In light of the above, it is an object of the present invention to provide devices suitable for transmuting fissile and non-fissile transuranics to achieve relatively high destruction levels without requiring multiple reprocessing steps. It is another object of the present invention to provide systems and methods for efficiently transmuting fissile and non-fissile transuranics with thermal neutrons. It is yet another object of the present invention to provide systems and methods for efficiently transmuting fissile and non-fissile transuranics which use neutrons released during the fission of fissile transuranics to transmute the non-fissile transuranics.

SUMMARY OF THE INVENTION

In accordance with the present invention, a system and method for transmuting spent fuel (i.e. radioactive waste) from a nuclear reactor, such as a Light Water Reactor, includes the step of separating the waste into components. For the present invention, a conventional UREX process can be used to separate the spent fuel into components that include a Uranium component, a fission products component, a driver fuel component and a transmutation fuel component. After the separation, the driver fuel and transmutation fuel components are placed in a reactor with a thermal neutron spectrum for transmutation into less hazardous materials. On the other hand, the Uranium component is relatively non-radioactive and can be disposed of without transmutation. Also, the fission products may be transmuted into short-lived, non-toxic forms in commercial thermal reactors.

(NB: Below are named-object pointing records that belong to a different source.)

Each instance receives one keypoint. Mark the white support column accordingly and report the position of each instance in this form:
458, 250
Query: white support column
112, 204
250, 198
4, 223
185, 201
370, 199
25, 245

The driver fuel, which includes fissile materials such as Plutonium 239 , is used to initiate a critical, self-sustaining, thermal-neutron fission reaction in the first reactor. The transmutation fuel, which includes non-fissile materials, such as certain isotopes of Americium, Plutonium, Neptunium and Curium, is transmuted by the neutrons released during fission of the driver fuel. The transmutation fuel also provides stable reactivity feedback and makes an important contribution to ensure that the reactor is passively safe. The system is designed to promote fission of the driver fuel and reduce excessive neutron capture by the driver fuel. More specifically, the system is designed to minimize exposure of the driver fuel to thermal neutrons within an energy band wherein the driver fuel has a relatively high neutron capture cross-section and a relatively low fission cross-section. In one implementation, the driver fuel is formed into spherical particles having a relatively large diameter (e.g. approximately 300 μm) to minimize neutron capture by the so called self-shielding effect.

The transmutation fuel is formed into relatively small, substantially spherical particles having a diameter of approximately 150 μm in diameter (or diluted 250 μm particles) to maximize exposure of the small amount of the transmutation fuel to epithermal neutrons (i.e. thermal neutrons at the high energy end of the thermal neutron energy spectrum). These neutrons interact with the transmutation fuel atoms in the so-called resonance epithermal region and destroy them in a capture-followed-by-fission sequence. Additionally, the particles are placed in graphite blocks which moderate neutrons from the fission reaction. A relatively high ratio of graphite mass to driver fuel mass is used in the first reactor to slow down neutrons to the desired energy levels that promote fission over capture in the driver fuel.

The driver fuel and transmutation fuel remain in the first reactor for approximately three years, with one third of the reacted driver fuel and transmutation fuel removed each year and replaced with fresh fuel. Upon removal from the first reactor, the reacted driver fuel consists of approximately one-third transuranics and two-thirds fission products. The transuranics in the reacted driver fuel are then separated from the fission products using a baking process to heat up and evaporate volatile elements. The resulting fission products can be sent to a repository and the transuranics left over can be mixed with transmutation fuel from the UREX separation and re-introduced into the first reactor for further transmutation.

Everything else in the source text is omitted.